Any modification of the “Pension Clause” should be seen as “the result of a violation of fair dealing,” as an accommodation for “only” the General Assembly who have stolen money from the public pension systems for decades and are, thus, “avoiding a pre-existing duty rule” (Rohwer & Skrocki). In other words, state legislators were dishonest. “[They] had a duty to perform [and] didn’t perform [for decades] and, therefore, [they have] breached [their] contract [with public employees]” (Rohwer & Skrocki).


“Because there is already a contract relationship in existence which imposes a duty of good faith upon the parties, there is an issue of whether [this General Assembly will be] acting in bad faith [once again] in extracting a [coerced] consent to [a] modification [or impairment of a contract]... The significance of any modification of the “Pension Clause” is “the extent to which [public employees] will be deprived of the benefit [they] reasonably expected; the extent to which [public employees] can be adequately compensated for the part of that benefit [COLA, for instance] of which [they] will be deprived; […and] the extent to which the behavior of the party [Illinois General Assembly] failing to perform or to offer to perform [or] comports with standards of good faith and fair dealing” (Rohwer & Skrocki).

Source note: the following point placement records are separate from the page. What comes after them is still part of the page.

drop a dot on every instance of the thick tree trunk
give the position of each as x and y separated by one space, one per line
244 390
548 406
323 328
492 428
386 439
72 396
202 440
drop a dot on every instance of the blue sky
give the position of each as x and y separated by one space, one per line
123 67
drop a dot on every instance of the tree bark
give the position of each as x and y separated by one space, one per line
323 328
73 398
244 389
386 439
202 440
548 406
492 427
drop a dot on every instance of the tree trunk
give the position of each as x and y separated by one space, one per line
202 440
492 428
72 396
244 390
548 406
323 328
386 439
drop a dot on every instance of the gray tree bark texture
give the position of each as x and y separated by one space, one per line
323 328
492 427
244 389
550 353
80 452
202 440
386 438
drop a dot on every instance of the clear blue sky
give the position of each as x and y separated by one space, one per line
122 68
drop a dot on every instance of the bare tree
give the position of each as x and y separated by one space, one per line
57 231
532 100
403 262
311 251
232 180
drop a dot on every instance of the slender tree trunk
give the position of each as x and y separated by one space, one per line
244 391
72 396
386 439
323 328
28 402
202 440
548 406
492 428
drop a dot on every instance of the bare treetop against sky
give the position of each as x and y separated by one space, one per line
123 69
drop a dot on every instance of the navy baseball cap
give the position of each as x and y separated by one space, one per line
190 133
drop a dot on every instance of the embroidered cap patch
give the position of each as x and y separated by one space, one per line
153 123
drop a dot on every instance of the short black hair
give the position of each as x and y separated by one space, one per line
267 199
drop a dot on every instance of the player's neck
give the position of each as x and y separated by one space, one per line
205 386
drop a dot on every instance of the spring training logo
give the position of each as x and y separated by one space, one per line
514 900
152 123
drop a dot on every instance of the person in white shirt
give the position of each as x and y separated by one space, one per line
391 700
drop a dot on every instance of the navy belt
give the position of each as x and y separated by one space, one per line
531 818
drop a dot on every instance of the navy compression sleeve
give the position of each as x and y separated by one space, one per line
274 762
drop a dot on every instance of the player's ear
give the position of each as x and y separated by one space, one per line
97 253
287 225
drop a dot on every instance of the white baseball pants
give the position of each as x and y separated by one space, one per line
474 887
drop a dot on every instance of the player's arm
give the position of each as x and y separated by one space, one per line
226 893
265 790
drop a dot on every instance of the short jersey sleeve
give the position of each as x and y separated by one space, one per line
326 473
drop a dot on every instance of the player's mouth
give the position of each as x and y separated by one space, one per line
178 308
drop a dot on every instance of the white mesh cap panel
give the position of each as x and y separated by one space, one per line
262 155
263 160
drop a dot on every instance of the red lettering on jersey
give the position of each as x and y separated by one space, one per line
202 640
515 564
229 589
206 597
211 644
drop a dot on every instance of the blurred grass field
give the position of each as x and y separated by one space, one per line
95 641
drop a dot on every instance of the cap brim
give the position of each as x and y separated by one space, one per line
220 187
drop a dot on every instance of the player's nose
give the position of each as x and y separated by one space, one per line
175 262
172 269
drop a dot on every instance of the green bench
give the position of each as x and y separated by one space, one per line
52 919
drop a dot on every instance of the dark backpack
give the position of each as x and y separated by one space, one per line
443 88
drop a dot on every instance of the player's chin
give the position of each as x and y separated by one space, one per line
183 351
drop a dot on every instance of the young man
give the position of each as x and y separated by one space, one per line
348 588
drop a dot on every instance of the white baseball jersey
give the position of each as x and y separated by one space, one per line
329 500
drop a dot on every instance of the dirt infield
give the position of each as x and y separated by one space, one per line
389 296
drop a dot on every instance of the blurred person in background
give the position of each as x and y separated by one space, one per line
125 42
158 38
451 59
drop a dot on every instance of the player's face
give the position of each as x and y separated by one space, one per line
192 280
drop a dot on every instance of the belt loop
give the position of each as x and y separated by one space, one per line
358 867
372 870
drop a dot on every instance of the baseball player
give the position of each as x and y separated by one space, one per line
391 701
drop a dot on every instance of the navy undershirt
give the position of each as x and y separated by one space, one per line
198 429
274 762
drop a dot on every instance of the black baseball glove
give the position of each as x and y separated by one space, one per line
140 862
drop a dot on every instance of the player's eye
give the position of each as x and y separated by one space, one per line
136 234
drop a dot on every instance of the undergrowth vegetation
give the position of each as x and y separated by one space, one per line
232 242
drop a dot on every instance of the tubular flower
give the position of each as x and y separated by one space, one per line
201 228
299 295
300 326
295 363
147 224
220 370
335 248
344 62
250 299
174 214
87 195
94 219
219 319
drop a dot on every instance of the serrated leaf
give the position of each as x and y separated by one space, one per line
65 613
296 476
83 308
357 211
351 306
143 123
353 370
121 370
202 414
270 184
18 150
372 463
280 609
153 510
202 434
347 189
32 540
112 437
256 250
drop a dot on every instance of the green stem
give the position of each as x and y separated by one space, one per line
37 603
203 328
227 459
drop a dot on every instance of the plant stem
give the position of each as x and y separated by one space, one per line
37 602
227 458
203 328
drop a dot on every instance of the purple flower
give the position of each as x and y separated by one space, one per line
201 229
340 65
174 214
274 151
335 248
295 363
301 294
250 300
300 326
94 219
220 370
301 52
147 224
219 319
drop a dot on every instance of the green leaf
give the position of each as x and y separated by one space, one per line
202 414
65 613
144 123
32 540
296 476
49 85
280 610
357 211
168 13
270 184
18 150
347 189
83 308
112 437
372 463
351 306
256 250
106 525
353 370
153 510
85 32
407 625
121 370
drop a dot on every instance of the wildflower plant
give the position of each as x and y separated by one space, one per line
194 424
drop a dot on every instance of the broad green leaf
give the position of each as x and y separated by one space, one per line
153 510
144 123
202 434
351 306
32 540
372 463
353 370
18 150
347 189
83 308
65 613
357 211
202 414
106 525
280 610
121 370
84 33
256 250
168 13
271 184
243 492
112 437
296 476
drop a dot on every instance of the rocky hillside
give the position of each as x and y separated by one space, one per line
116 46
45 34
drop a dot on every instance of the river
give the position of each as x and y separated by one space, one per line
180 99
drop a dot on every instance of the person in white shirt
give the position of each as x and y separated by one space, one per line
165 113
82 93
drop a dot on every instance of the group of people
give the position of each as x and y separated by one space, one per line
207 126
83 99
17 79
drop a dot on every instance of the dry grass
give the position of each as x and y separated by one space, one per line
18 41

The promise to honor commitments and pay for the public employees’ pension is of “sufficient importance” to all citizens of Illinois. To pass pension reform is “an unequivocal manifestation of intention not to perform… legal duties…under a contract… [To repeat,] when there is a duty of immediate performance of a promise, failure to perform in full is a breach” (Rohwer & Skrocki). Consider Sosnowski’s recent resolution.

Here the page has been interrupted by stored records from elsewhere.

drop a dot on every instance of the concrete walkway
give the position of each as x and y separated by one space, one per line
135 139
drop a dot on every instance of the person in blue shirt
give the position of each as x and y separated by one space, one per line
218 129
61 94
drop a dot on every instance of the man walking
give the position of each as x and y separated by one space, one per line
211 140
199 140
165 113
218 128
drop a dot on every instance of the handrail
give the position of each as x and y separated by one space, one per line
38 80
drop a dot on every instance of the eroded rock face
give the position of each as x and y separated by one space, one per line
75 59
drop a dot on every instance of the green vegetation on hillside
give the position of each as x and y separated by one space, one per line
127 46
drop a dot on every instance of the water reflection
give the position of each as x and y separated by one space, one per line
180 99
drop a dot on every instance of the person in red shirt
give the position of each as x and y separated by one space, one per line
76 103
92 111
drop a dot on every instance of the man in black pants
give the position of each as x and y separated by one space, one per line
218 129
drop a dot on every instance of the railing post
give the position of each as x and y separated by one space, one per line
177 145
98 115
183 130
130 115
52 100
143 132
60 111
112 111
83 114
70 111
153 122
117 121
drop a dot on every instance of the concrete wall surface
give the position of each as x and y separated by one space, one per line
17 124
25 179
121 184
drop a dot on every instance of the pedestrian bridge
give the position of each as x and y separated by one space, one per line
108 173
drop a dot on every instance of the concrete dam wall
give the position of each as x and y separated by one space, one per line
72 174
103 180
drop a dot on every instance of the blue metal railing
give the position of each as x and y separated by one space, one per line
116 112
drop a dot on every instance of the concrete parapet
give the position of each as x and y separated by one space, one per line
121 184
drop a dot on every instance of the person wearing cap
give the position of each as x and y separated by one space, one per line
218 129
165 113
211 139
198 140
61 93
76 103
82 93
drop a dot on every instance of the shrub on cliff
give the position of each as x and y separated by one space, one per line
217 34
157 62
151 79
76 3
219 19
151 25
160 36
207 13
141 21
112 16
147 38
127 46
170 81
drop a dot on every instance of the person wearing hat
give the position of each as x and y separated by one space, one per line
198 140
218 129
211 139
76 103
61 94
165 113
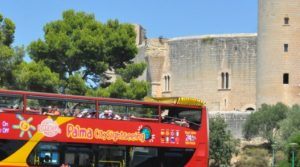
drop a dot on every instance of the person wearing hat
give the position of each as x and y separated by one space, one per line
104 114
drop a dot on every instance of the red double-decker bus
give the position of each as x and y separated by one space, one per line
42 129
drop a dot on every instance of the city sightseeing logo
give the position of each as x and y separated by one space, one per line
49 128
24 126
147 131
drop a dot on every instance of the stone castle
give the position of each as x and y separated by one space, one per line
231 72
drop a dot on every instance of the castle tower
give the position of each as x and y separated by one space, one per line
278 52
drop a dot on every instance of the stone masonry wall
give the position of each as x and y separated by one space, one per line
196 65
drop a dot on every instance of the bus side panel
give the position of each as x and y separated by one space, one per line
201 155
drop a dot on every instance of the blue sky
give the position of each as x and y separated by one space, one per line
167 18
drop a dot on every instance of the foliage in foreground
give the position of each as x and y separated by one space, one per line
222 145
264 122
253 157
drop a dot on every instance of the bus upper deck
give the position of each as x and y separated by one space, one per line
58 121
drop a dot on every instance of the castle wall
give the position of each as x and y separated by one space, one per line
196 65
272 60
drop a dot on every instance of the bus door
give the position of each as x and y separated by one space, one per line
111 156
79 156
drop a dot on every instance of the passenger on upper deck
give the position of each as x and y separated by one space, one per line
104 114
108 114
52 111
66 112
77 113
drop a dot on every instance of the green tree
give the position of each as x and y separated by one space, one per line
290 133
264 122
76 85
36 77
254 157
222 145
80 43
290 125
9 57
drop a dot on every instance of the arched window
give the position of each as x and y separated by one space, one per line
167 82
225 80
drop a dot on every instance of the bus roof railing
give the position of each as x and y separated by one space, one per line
188 101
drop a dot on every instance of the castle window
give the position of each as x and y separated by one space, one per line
286 78
286 20
167 82
286 47
225 80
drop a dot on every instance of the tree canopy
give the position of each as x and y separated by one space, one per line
9 56
264 122
78 42
36 77
84 52
222 145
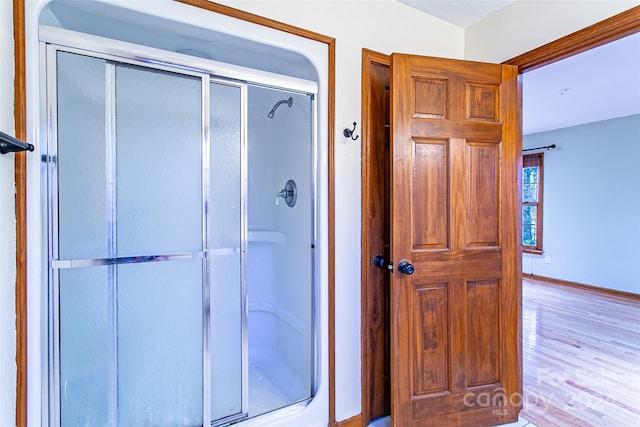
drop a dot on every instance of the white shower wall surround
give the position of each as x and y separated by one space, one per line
139 249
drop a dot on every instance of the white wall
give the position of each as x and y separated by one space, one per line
7 226
385 26
591 204
527 24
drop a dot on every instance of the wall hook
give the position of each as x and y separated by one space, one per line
349 132
9 144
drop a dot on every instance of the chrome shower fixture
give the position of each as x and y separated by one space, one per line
289 102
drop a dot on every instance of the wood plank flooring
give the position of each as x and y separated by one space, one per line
581 357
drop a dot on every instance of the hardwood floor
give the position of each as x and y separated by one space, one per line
581 357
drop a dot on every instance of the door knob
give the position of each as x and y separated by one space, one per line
405 267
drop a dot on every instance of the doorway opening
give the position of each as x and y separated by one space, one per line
375 193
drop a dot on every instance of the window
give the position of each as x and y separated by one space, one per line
532 203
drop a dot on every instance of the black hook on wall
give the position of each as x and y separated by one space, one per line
9 144
349 132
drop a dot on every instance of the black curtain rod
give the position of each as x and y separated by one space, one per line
548 147
9 144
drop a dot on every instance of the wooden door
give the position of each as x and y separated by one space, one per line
455 322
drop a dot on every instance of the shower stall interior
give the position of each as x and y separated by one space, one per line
180 203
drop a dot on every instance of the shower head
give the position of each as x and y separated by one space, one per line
289 102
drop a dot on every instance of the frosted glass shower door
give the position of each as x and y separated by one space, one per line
126 218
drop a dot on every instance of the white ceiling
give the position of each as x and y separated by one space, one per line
600 84
461 13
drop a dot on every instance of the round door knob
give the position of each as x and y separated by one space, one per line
405 267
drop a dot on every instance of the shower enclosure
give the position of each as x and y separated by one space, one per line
181 213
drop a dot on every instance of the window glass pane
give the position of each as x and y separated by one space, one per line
530 184
158 134
160 344
529 216
85 352
81 157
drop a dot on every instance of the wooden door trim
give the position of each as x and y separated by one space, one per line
603 32
595 35
369 58
20 118
20 173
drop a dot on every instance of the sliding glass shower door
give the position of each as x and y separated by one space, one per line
132 233
146 171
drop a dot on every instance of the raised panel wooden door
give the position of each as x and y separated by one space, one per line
455 322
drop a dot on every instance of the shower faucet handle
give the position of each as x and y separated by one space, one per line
289 194
282 193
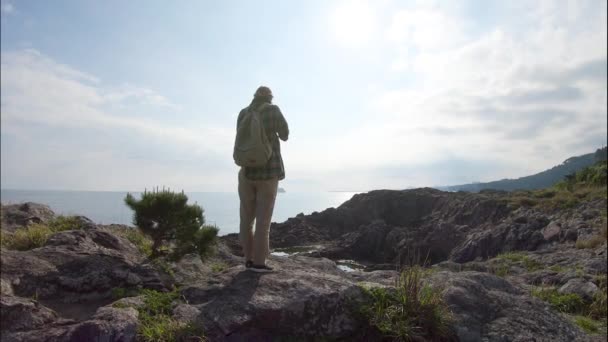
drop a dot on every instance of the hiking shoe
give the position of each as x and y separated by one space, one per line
260 268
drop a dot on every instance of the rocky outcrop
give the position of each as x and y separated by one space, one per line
489 308
18 215
78 266
381 227
304 298
61 291
28 321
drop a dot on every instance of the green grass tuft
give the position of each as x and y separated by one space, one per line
505 260
566 303
156 323
411 310
588 325
592 242
219 267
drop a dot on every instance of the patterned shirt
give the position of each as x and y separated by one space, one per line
275 127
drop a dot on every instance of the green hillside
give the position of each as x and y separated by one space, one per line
540 180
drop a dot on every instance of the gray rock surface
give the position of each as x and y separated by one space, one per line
77 265
19 215
489 308
585 289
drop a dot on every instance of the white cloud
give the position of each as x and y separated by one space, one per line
7 8
36 89
353 23
39 92
498 95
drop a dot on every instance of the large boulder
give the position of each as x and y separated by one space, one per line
304 298
76 266
521 231
108 324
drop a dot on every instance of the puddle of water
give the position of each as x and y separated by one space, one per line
294 250
349 265
346 268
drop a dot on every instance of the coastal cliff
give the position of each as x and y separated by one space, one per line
496 257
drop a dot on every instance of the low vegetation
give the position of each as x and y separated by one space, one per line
137 238
566 303
155 317
172 224
35 235
574 304
585 185
219 267
590 326
412 310
502 264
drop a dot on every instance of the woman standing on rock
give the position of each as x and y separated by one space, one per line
257 150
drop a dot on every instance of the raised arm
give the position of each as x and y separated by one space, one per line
281 126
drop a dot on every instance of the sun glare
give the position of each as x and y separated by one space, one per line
353 23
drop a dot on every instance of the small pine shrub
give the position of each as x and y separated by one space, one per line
166 216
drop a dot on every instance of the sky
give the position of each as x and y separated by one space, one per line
126 95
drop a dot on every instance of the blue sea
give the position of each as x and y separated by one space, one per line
221 208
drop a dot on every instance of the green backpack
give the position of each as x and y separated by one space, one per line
251 146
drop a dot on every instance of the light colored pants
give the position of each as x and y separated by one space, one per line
257 202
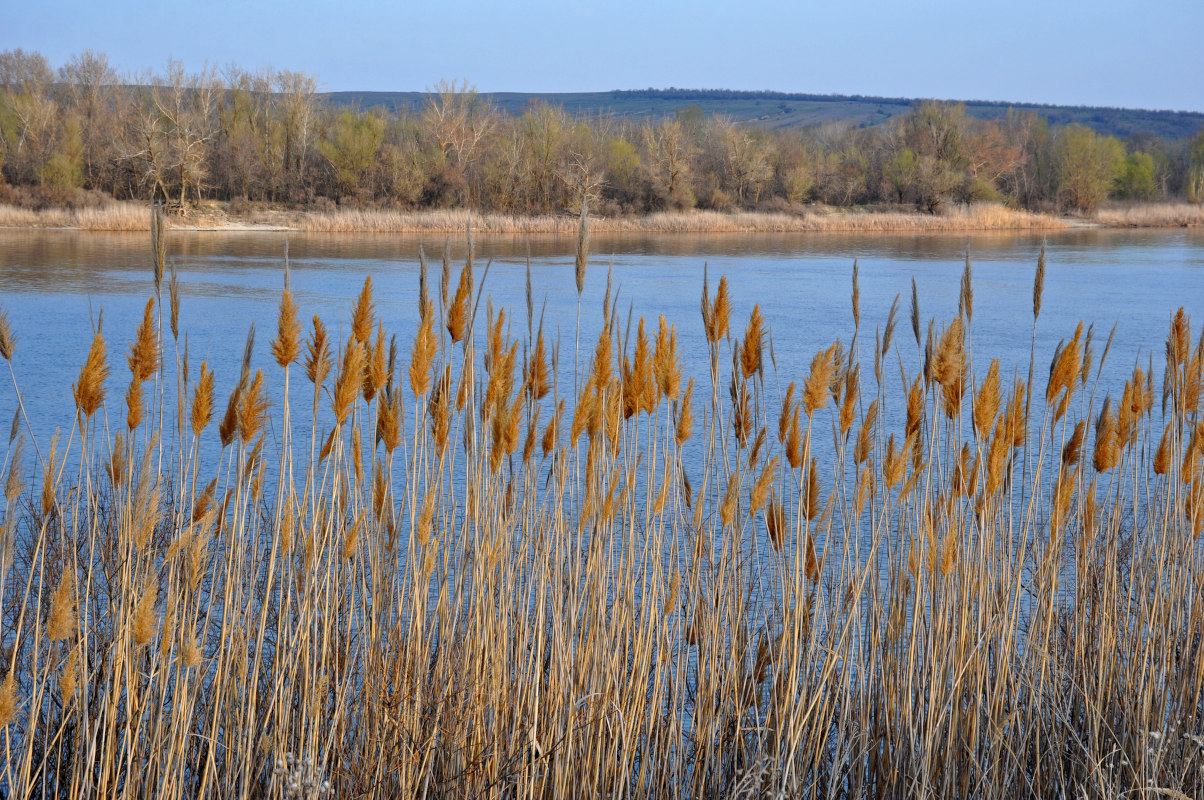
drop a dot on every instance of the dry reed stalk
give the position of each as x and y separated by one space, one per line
606 617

Though many legislators would rather dispute one of the Bill of Rights contained in both the Illinois and U.S. Constitutions instead of addressing the “real causes” of the state's budget deficits (the pension ramp, the pension debt, and the state’s insufficient revenue), legislators should reexamine the concept of justice and what lawfulness demands: that people must keep their covenants with one another. In particular, no justice is accomplished when diminishing public employees' earned benefits and rights because of decades of legislators' irresponsibility, corruption and incompetence.

Let’s not forget this essential understanding on how the state has arrived in this financial predicament. The state’s unfunded liability has increased to $96 billion (or more). Forty-six percent of that figure ($44.2 billion) is the result of legislators diverting (stealing) money from the public pension systems to pay for other services without increasing taxes. All citizens of the State of Illinois are in this fiscal morass primarily because of scheming Illinois legislators.

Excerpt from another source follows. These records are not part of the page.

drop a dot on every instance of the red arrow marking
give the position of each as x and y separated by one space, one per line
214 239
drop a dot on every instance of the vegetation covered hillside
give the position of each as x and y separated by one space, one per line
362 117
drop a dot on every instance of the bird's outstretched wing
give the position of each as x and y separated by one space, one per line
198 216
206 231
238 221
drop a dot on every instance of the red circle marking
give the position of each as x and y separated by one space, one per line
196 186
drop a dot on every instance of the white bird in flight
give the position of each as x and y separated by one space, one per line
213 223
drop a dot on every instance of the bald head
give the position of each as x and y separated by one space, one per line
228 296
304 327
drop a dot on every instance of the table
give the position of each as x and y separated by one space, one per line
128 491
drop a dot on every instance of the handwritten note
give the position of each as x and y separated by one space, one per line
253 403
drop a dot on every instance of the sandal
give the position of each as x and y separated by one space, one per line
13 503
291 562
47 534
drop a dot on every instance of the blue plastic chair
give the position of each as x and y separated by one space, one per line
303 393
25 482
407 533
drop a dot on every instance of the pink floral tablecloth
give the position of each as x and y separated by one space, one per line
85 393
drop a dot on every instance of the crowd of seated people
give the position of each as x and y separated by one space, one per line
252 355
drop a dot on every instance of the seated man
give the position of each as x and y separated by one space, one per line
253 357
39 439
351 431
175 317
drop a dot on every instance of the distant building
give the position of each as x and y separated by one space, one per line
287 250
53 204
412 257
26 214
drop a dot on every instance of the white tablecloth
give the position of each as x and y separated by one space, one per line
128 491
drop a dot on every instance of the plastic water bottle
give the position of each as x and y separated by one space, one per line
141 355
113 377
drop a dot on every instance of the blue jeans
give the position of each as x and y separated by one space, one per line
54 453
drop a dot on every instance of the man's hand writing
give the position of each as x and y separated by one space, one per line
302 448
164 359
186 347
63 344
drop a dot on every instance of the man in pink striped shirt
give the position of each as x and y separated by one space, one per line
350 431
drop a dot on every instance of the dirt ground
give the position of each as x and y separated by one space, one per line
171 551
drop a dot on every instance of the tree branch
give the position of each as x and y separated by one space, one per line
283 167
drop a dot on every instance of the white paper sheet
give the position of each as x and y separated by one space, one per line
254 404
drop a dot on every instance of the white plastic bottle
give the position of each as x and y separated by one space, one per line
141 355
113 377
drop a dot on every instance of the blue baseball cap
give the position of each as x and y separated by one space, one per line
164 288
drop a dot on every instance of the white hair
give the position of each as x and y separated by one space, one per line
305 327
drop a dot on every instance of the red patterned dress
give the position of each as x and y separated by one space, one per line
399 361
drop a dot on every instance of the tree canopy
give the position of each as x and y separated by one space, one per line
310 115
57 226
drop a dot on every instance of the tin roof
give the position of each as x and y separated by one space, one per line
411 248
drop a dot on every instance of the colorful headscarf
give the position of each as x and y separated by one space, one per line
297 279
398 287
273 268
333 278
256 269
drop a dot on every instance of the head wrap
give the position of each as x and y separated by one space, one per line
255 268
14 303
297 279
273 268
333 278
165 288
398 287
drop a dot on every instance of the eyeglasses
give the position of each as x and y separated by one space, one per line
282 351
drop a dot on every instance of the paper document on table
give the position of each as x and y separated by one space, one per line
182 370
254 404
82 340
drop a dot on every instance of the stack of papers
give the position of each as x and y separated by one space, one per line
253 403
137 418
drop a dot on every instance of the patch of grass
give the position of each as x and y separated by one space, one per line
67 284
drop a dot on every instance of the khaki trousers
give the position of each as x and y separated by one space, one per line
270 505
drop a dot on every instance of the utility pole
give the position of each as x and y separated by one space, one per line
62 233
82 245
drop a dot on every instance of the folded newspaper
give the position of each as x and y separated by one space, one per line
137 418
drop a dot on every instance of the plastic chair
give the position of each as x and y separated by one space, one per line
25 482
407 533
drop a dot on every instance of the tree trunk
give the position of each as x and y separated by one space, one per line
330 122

Today’s calamity is not the result of a financial problem that was unforeseen at the time of the Illinois Constitutional Convention of 1970 either. To reiterate, the unfunded liability is a consequence of legislative negligence, dishonesty and ineptitude. There should not be any consideration (or contract modification) of the public employees’ guaranteed, earned benefits. To respect a contractual promise as a legitimate right and moral concern is at stake for public employees and every other citizen in this state. Illinois pension reform is without legal and moral justification.